Executive Director of Community Service Volunteers
- In office 1975–2011

Personal details
- Born: Elisabeth Anne Marian Frost 11 February 1941 (age 85) UK

= Elisabeth Hoodless =

British humanitarian

Dame Elisabeth Anne Marian Hoodless, (née Frost; born 11 February 1941) is a former Executive Director (1975–2011) of Community Service Volunteers (CSV, which was re-named Volunteering Matters in 2015.

She is also a former Labour councillor in North London, and a long-term Labour party member. She was a volunteer Youth court magistrate.

Hoodless is married and has two sons and two granddaughters. She lives in North London.

She is the author of Getting Money from Central Government.

==History==
Hoodless attended Redland High School for Girls in Bristol and then studied at King's College, Durham (Durham University).

In 1962, Hoodless lived in Israel and taught Hebrew as a volunteer to French-speaking immigrants to prepare them for University. She returned to study social work at the London School of Economics and qualified as a medical social worker.

She was appointed Assistant Director of CSV in 1963, becoming the only paid staff member, since the founding director Dr Alec Dickson (1914–1994), and his wife, Maura, were volunteers.

She became CSV's Deputy Director in 1972 and was their Executive Director from 1975 to 2011

Hoodless chaired the Network of National Volunteer Involving Agencies (NNVIA) which included 46 UK agencies, including the National Trust, Age UK and the Refugee Council until 2001. She was president, Volonteurope; and the Deputy Chair, Speaker's Commission on Citizenship from 1987 to 1990; and was a member of a UK Department of Health working group on Strengthening Volunteering in the National Health Service between 1993 and 1996.

==Awards and honours==
In 1966 she was awarded a Churchill Fellowship and in 1974 was awarded a Commonwealth Youth Fellowship.

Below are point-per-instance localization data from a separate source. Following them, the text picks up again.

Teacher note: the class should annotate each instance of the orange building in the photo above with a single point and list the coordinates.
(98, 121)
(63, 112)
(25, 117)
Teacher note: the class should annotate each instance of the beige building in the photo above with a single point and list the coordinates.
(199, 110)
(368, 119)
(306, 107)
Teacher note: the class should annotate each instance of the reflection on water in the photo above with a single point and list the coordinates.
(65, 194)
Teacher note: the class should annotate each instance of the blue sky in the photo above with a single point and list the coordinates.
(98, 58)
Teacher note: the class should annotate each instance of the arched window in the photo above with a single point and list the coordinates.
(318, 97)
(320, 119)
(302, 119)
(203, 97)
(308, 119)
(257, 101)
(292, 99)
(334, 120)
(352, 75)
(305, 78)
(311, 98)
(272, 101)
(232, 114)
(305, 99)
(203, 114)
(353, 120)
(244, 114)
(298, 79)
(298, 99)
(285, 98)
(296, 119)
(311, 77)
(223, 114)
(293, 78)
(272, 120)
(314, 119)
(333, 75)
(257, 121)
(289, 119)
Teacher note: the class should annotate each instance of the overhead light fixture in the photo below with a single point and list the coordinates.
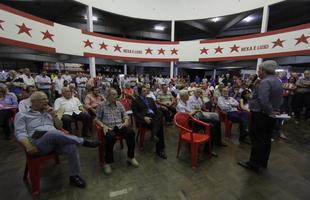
(159, 28)
(94, 18)
(215, 19)
(248, 19)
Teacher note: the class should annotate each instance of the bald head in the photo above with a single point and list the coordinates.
(37, 95)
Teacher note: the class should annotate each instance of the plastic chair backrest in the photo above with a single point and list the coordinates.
(181, 120)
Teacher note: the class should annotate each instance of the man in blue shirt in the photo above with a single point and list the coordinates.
(264, 106)
(37, 130)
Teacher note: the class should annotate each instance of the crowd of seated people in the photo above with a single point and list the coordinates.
(69, 98)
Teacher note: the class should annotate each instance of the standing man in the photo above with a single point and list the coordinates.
(148, 115)
(265, 104)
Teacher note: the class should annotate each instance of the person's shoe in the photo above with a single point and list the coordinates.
(247, 165)
(222, 144)
(244, 140)
(107, 169)
(77, 181)
(90, 143)
(133, 162)
(214, 154)
(162, 154)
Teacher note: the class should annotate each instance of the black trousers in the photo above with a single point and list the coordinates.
(82, 116)
(302, 100)
(110, 138)
(169, 113)
(5, 116)
(260, 133)
(157, 129)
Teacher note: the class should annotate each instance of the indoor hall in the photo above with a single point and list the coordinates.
(98, 52)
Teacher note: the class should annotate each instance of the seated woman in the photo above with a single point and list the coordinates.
(92, 99)
(193, 106)
(7, 102)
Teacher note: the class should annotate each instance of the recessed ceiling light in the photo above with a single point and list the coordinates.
(94, 18)
(248, 19)
(159, 28)
(215, 19)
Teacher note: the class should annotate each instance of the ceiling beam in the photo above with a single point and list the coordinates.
(234, 21)
(198, 25)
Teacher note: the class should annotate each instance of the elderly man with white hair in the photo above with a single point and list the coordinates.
(264, 106)
(37, 131)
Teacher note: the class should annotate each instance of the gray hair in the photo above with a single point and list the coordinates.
(183, 93)
(37, 95)
(269, 66)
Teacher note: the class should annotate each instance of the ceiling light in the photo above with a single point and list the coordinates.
(248, 19)
(159, 28)
(215, 19)
(94, 18)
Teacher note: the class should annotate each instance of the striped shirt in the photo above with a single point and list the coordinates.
(111, 115)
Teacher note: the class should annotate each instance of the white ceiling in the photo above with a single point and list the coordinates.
(176, 9)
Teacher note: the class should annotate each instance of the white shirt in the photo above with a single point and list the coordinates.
(69, 105)
(194, 103)
(24, 105)
(28, 80)
(59, 83)
(67, 78)
(81, 81)
(40, 79)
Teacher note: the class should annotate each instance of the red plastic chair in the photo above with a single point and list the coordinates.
(127, 105)
(33, 168)
(100, 135)
(182, 120)
(140, 135)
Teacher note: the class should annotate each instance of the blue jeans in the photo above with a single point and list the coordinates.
(56, 141)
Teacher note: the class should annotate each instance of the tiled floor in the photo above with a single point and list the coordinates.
(288, 175)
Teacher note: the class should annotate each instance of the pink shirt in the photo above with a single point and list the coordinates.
(92, 101)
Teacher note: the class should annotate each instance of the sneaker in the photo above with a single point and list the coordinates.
(107, 169)
(77, 181)
(90, 143)
(133, 162)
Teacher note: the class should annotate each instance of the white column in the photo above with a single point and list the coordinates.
(214, 73)
(125, 69)
(172, 40)
(263, 29)
(90, 27)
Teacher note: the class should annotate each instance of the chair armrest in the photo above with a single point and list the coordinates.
(206, 125)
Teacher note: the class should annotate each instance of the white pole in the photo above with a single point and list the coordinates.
(263, 29)
(90, 28)
(172, 40)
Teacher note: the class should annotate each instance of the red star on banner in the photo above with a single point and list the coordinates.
(204, 50)
(174, 51)
(278, 42)
(0, 24)
(302, 39)
(24, 29)
(161, 51)
(234, 48)
(103, 46)
(47, 35)
(148, 50)
(117, 48)
(218, 49)
(88, 43)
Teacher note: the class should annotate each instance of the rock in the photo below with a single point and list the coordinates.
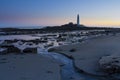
(11, 49)
(30, 50)
(110, 64)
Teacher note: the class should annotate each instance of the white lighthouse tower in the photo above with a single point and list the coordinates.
(78, 20)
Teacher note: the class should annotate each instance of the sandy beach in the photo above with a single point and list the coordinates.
(86, 55)
(28, 67)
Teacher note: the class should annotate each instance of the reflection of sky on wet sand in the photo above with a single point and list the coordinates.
(23, 37)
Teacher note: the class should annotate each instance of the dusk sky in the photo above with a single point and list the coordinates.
(58, 12)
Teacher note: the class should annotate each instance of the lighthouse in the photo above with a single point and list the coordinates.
(78, 20)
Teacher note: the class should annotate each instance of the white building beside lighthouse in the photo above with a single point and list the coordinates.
(78, 20)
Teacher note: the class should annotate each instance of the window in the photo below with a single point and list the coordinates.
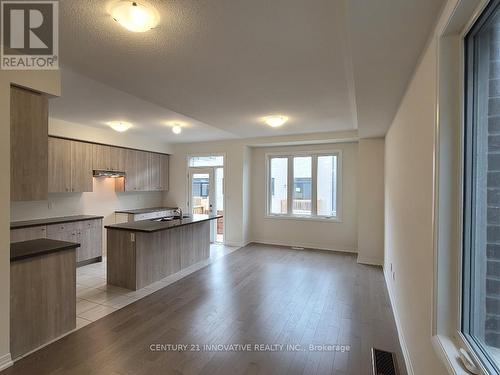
(303, 185)
(302, 180)
(279, 185)
(481, 219)
(206, 161)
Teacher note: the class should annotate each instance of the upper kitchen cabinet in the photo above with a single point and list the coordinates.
(164, 170)
(70, 166)
(59, 165)
(107, 158)
(154, 168)
(101, 157)
(142, 173)
(28, 145)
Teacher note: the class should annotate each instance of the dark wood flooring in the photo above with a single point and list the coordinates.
(256, 295)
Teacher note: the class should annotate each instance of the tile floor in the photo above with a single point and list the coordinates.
(95, 299)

In 2004, Hoodless was named Dame Commander of the Order of the British Empire for her services to volunteering.

She received an Honorary Doctorate Sheffield Hallam University in 2004

She was awarded the Commemorative award for England at the CSV (Community Service Volunteer) Year of the Volunteer awards on 22 January 2006

Dame Elisabeth Hoodless received the Alec Dickson Award at the National Service-Learning Conference in 2009. The award is named for Dame Elisabeth's predecessor, Dr. Alec Dickson.